My advice is get in the mindset of making the gym an essential part of your schedule. I spent my first year training when I liked and it was pointless, I pulled my finger out and acquired the basic knowledge. Men's Health mag bores the s**t out of me nowadays but when I started its quite good for constantly reminding you certain things so maybe get one of their 3 month trial for a quid (Men's Fitness mag also offer similar trials and you just cancel via email).

I have too many friends who just don't treat it seriously enough- when they do go they avoid the free weights and only do the exercises they find easy- I have 2 friends that actually refer to their workout as "the circuit" such is the repetive nature of their workouts. They they come to me 4 weeks before they go on holiday and ask me what can they do.


----------



## Newbie8784 (Jun 14, 2011)

I'm aiming to do a bit of a bulk before I cut, so hopefully it won't just be a thin pack... training the legs just because I reckon it's quite easy to put on a bit of muscle mass there (meaning I hopefully won't have to cut my diet so much to burn fat once I start cutting).


----------



## 3man (Jun 17, 2011)

Thats good to hear. The fact that you've joined a forum tells me you're more serious than most starters. I recommend you take progress pics of yourself as the improvements will be so gradual you won't notice it and there are going to be days where you leave the gym thinking "I've not made any progress here". So they're always a decent barometer to keep the motivation up- and if theres no visible progress it may suggest to you that things need changing.

And returning to the abs discussion- Everyone has different methods but when I had as much free time as you I found the best way to build mine was to dedicate a day to abs, which would be an hours worth of different abs execises (and proper ones too, not them momentum using swinging frame things) focusing on upper, middle, bottom, core and sides. Then I'd finish off with at least an hour cardio.

I found working abs after I've knackered myself out on other muscle groups didn't have any real effect.


----------



## Newbie8784 (Jun 14, 2011)

I've considered trying to do a day just for abs, but find it doesn't really work - what exercises did you do? At the moment I'm basically just doing crunches and russian twists (3x40) every morning, then again at night.

Cheers


----------



## 3man (Jun 17, 2011)

Yeah a dedicated day doesn't seem to work for most people, they either get bored or find they've done every exercise they know within 20 minutes

I saw and felt a great improvement on the rotary torso which is this machine






If youve got one of these it is important that you dont just swing from side to side like almost every user at my gym seems to do. I put it at a weight that challenges me the same way any other exercise would as opposed to an easy weight which seems to be another mistake people make.

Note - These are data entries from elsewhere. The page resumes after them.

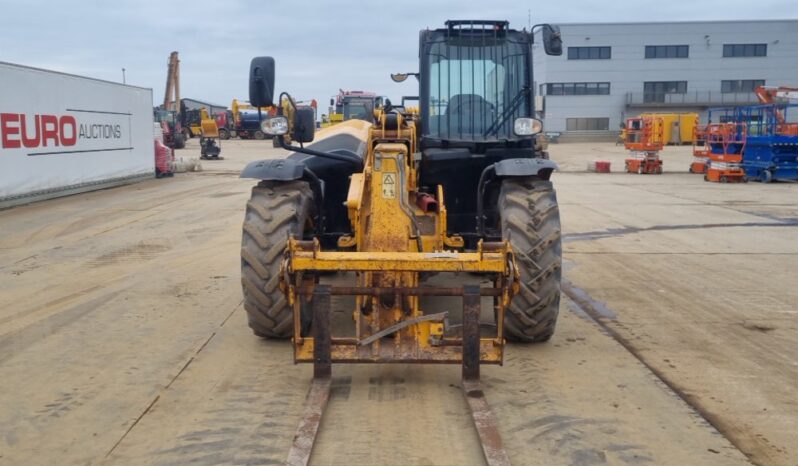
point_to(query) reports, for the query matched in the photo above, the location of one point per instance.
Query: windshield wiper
(507, 113)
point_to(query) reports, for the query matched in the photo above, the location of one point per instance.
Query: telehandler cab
(458, 187)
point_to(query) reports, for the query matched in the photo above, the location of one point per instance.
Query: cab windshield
(477, 87)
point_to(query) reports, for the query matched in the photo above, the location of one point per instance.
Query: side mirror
(304, 126)
(552, 40)
(399, 77)
(261, 82)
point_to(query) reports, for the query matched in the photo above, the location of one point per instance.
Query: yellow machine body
(395, 242)
(677, 128)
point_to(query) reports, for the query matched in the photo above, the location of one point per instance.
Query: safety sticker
(389, 185)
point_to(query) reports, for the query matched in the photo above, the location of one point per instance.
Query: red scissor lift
(725, 144)
(700, 150)
(644, 138)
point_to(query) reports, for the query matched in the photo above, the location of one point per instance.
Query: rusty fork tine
(484, 419)
(319, 393)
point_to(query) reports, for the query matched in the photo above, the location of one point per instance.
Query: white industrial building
(611, 71)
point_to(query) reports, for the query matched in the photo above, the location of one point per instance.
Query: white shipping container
(61, 134)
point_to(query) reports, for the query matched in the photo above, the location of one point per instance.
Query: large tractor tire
(274, 211)
(530, 220)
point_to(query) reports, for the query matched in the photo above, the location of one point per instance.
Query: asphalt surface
(123, 339)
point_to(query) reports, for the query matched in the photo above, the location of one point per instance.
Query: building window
(667, 51)
(578, 89)
(745, 50)
(587, 124)
(589, 53)
(740, 85)
(655, 91)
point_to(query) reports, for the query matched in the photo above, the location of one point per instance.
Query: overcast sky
(319, 46)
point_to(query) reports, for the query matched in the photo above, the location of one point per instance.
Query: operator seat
(469, 115)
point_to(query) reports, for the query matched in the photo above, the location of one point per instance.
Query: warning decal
(389, 185)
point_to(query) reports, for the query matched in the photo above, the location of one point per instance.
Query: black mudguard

Other exercises that work for me; the plank with feet on a swiss ball. Ill hold for about 60 secs

Elbow to opposite knee crunches like these 




although I find it more effective to do these slower and do one arm at at a time

Lying on a bosu ball is also good for core. Rest lower back on the bosu, straighten body to an obtuse angle that starts to pull your abs, then hold


----------



## Newbie8784 (Jun 14, 2011)

Cheers mate - will take a look around my gym tomorrow, see if they've got one of those machines. I tried those crunches before - they work well, but rather uncomfortable (not in the good I can feel the burn way).

Cheers again!


----------